Importantly, no immunopathology was observed in the lungs of mice immunized with this strategy and challenged with the 5 x 105 PFU dose of vHBs4, highlighting the safety of this approach (data not shown).

Neutralizing Abs do not account for clearance of virus

Current commercial HBsAg vaccines usually raise a Th-2 type Ab response and the mechanism of protection is primarily through neutralizing Abs. Due to the lack of mouse models for HBV infection to help dissect the protective mechanism, a pulmonary infection with recombinant vaccinia virus expressing HBsAg Ag (vHBs4) was designed to evaluate the role of T cell-mediated responses in the mice immunized with our protocol. Because the expressed HBsAg is foreign protein that is neither integral to nor incorporated into the recombinant vaccinia viral particle, it is unlikely that neutralizing Abs are responsible for immune protection against the vHBs4 virus. To demonstrate that neutralizing Abs were not responsible for clearance of virus in this model, we performed an in vitro plaque reduction neutralization assay. Sera from mice that received the heterologous immunization protocol did not neutralize either recombinant vHBs4 or wild-type vaccinia virus even at the highest concentrations of serum used (dilution 1/25 of whole serum). In contrast, a serum pool composed of known anti-vaccinia Abs neutralized both viruses. A 96% reduction in plaque formation was observed when this serum was diluted 1/200. This in vitro data strongly supports the conclusion that neutralization activity is not responsible for the observed protection in this experimental system, but T cell-mediated immunity plays a protective role against virus infection in the lung.


    Discussion
 Top
 Abstract
 Introduction
 Materials and Methods
 Results
 Discussion
 Disclosures
 References
 
We have developed a heterologous immunization protocol consisting of immunization with DNA vaccine encoding Ag followed by administration of Ag encapsulated in liposomes. Our approach combines liposome encapsulation, specific delivery to mucosal sites, and the use of a heterologous immunization regimen. To the best of our knowledge, this is the first report of a heterologous immunization protocol combining systemic priming with DNA and a mucosal boost with liposome-encapsulated protein. The enhanced boosting effect seen after use of protein encapsulated in liposomes rather than a simple (not encapsulated) protein boost suggests that the liposome acts as both a delivery vehicle for the protein Ag and as a potent vaccine adjuvant. Unlike other heterologous immunization protocols, this regimen was specifically designed for enhanced safety by excluding the use of live viral vectors and/or potentially toxic adjuvants. The unique benefits of this protocol include induction of Th1-biased, humoral, and cellular immune responses on mucosal surfaces and flexibility in delivery of individual components and induction of responses in "nonresponder" animals and neonates.
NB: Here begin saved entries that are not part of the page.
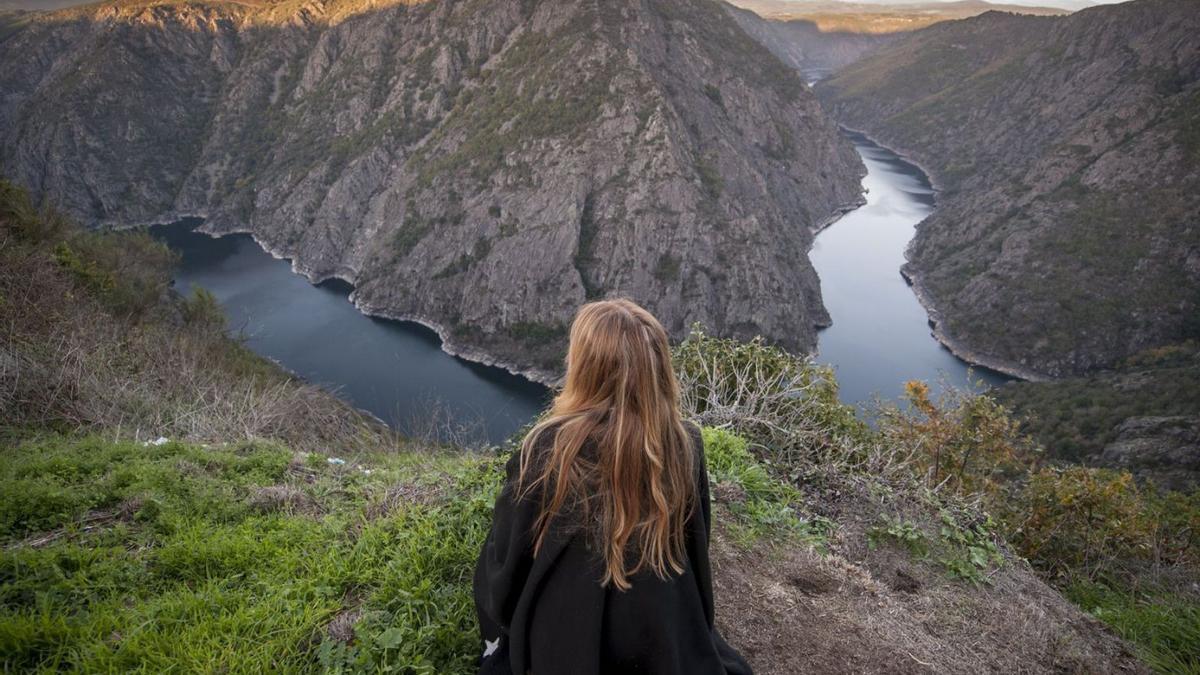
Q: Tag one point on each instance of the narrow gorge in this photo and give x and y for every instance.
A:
(479, 167)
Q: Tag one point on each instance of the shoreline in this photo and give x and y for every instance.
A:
(955, 347)
(933, 315)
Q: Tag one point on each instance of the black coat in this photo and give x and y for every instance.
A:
(552, 616)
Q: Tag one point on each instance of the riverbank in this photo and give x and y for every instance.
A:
(957, 347)
(934, 316)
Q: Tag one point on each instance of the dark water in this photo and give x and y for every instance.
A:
(396, 370)
(880, 335)
(879, 340)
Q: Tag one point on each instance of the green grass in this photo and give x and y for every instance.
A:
(121, 556)
(1163, 625)
(765, 507)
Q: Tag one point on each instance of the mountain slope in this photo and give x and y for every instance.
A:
(1067, 151)
(271, 527)
(483, 167)
(803, 45)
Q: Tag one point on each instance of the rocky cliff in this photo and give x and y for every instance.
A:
(803, 45)
(1068, 155)
(481, 167)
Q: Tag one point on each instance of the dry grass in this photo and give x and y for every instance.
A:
(855, 609)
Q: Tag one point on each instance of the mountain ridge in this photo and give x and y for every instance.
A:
(1065, 238)
(649, 149)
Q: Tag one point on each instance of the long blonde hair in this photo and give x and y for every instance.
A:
(621, 394)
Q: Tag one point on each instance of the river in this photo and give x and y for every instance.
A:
(881, 336)
(396, 370)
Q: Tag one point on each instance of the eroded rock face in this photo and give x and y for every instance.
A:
(1068, 225)
(483, 167)
(1163, 449)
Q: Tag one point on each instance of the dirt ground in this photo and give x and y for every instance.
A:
(856, 609)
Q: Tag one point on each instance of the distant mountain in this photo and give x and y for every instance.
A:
(483, 167)
(1068, 155)
(833, 16)
(821, 36)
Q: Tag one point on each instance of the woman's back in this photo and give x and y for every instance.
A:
(598, 557)
(556, 616)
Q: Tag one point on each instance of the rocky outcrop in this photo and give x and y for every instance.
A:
(1068, 227)
(804, 46)
(483, 167)
(1163, 449)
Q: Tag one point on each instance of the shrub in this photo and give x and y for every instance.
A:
(967, 443)
(785, 405)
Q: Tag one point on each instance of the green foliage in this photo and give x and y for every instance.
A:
(203, 309)
(213, 577)
(709, 177)
(970, 550)
(714, 94)
(1081, 521)
(27, 222)
(239, 559)
(538, 333)
(904, 532)
(765, 506)
(127, 272)
(667, 268)
(1163, 625)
Although heterologous immunization using the i.n. boost induced strong systemic Ab responses, we also observed induction of Ag-specific IgA and IgG on multiple mucosal surfaces such as respiratory tracts and the remote vaginal cavity. However, we were unsuccessful in enhancing immune responses after delivery of liposome HBsAg by the vaginal route (data not shown) supporting the general belief that although immune responses can be detected in the vagina they are not directly generated in the vaginal mucosa (57). In contrast, heterologous immunization with an i.m.-delivered liposome boost induced strong systemic responses, but only induced marginal mucosal immunity. Robust Ag-specific CD8+ T cell responses were also induced after heterologous immunization as revealed by intracellular cytokine-staining assays before and after viral challenge. These CD8+ T cell responses provided enhanced protection from a mucosal virus challenge. To our best knowledge, this is the first time that a liposome-based vaccine has been shown to enhance protective CD8+ T cell responses in mucosal sites of mice primed with DNA vaccines.

It is well-established that homologous immunization with an i.m. DNA vaccine induces a Th-type 1 (Th1) biased immune response which may favor T cell-mediated immune responses (44, 45). We observed similar results confirmed by IgG subclass profiles and enhanced IFN-{gamma} production by CD8+ HBsAg-specific T cells. In contrast, homologous immunization with i.n.-delivered liposomal HBsAg induced greater levels of IgG1 than IgG2a Abs, suggesting a Th-type 2 (Th2) biased response. The combination of i.m. DNA priming followed by an i.n. liposomal HBsAg boost maintained Th1-type IgG subclass and cytokine profiles, suggesting that initial priming with DNA vaccine determines the ultimate Th type, in agreement with others’ findings (4, 16, 19, 21). The maintenance of Th1-biased responses suggests that this protocol will be useful for any situation where induction of robust CD8+ T cell responses is desired.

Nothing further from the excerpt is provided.